Many police officers have told me that criminals will commit crimes whether or not there are lights on the streets or porches.
I support Councilman Bill Peduto's efforts to improve our environment, and I know that there are many citizens, not just naturalists and astronomers, who agree with him.
Nicholas E. Wagman Observatory
I would like to make a simple observation regarding a rather horrible eyesore that no one living north of the city could have possibly missed. Take a ride down Route 60 from the airport toward the city and look around and observe the despicable display of trash and garbage that litters our roadways.
A rather fine example of this is the Pointe at Robinson. I don't pretend to know who is responsible for keeping the roads and ramps clear, but whoever does it should be fired! The amount of trash that litters the hillsides should be and is an embarrassment to the city and Allegheny County. The main exit leading to Summit Drive is deplorable. It's not just cigarette butts or the occasional soda can; it's bottles, shopping carts, fast-food bags and containers and everything else you can possibly imagine.
After I moved to the northern parts of Allegheny County a few years ago, I thought that the responsible parties would clean up the trash during the summer months. It's now four years later and the trash has simply multiplied.

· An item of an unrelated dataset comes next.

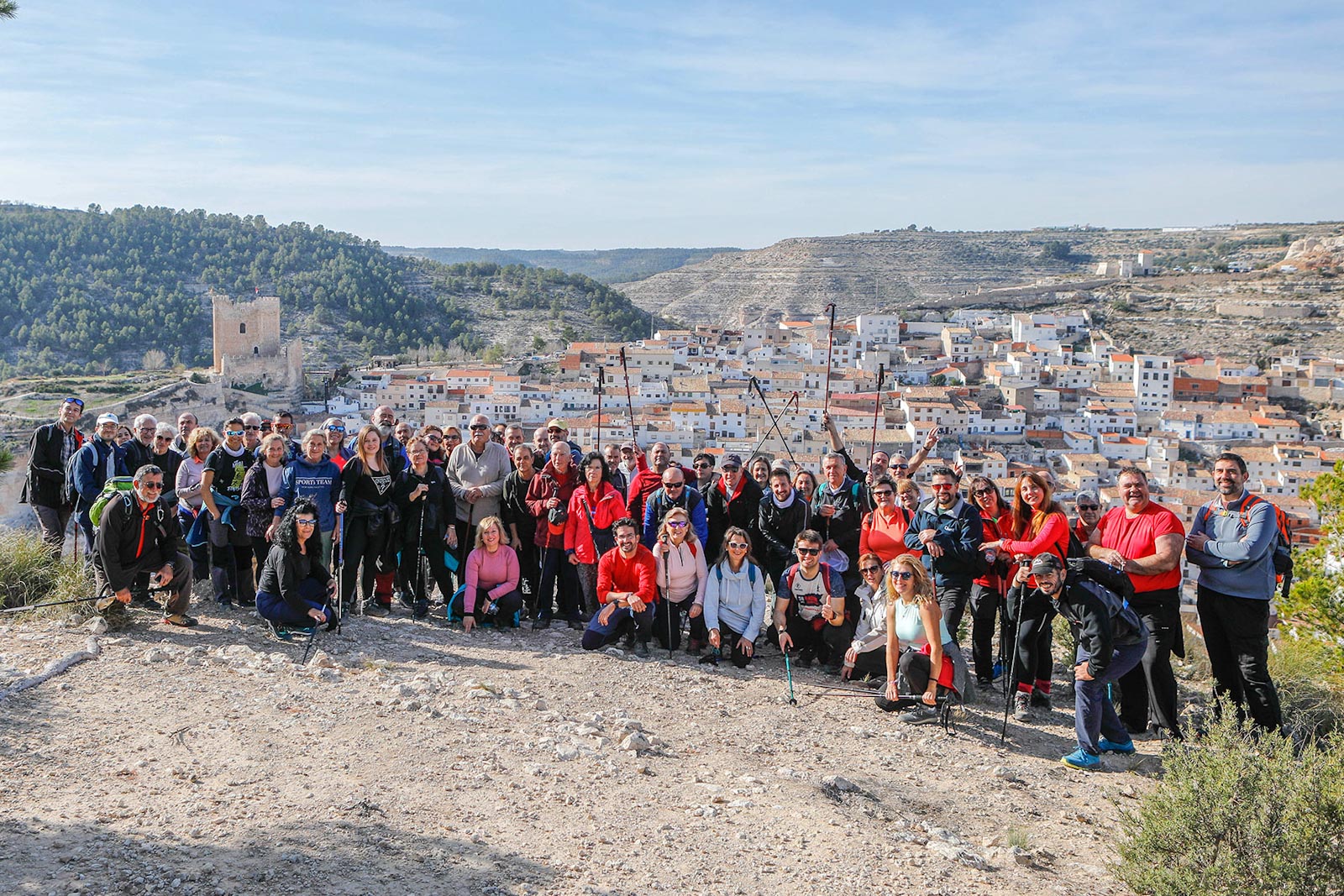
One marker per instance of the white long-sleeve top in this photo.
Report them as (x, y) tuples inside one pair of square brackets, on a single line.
[(871, 631), (736, 600), (682, 574)]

As a taxpayer, I realize there are certainly more important things that my tax money can be going toward; however, enough is enough. Each person who flies into Pittsburgh must drive down those roads and bear witness to the filth that covers our hillsides. If I were a business owner in Allegheny County and especially in Robinson Towne Center, I would be embarrassed to have potential clients or partners come into town and see how little we care about the cleanliness of our city.
Health problems don't bankrupt those in Germany
On March 8, letter writer Jim Cannon ("Europe's Reality") asked, "If the European health system is so great, then why do most people in Europe also have private health insurance?"
By lumping all European countries together, Mr. Cannon gives a false impression. I don't pretend to know anything about the health insurance situation in Great Britain, France or Italy, for example. In Germany, where I lived most of my life, health insurance is compulsory. Not only is every person insured, regardless of age, sex or pre-existing condition, it's the law. Family members without income are insured for free. Employer and employee both pay 50 percent of the insurance rates, which are a fixed percentage of an insured's income.
Whether a citizen gets compulsory or private insurance depends on her income. Statistics show that 85 percent of the German population have compulsory insurance -- hardly a welfare situation. And no one has to declare bankruptcy when she loses her job and develops a health problem while being uninsured.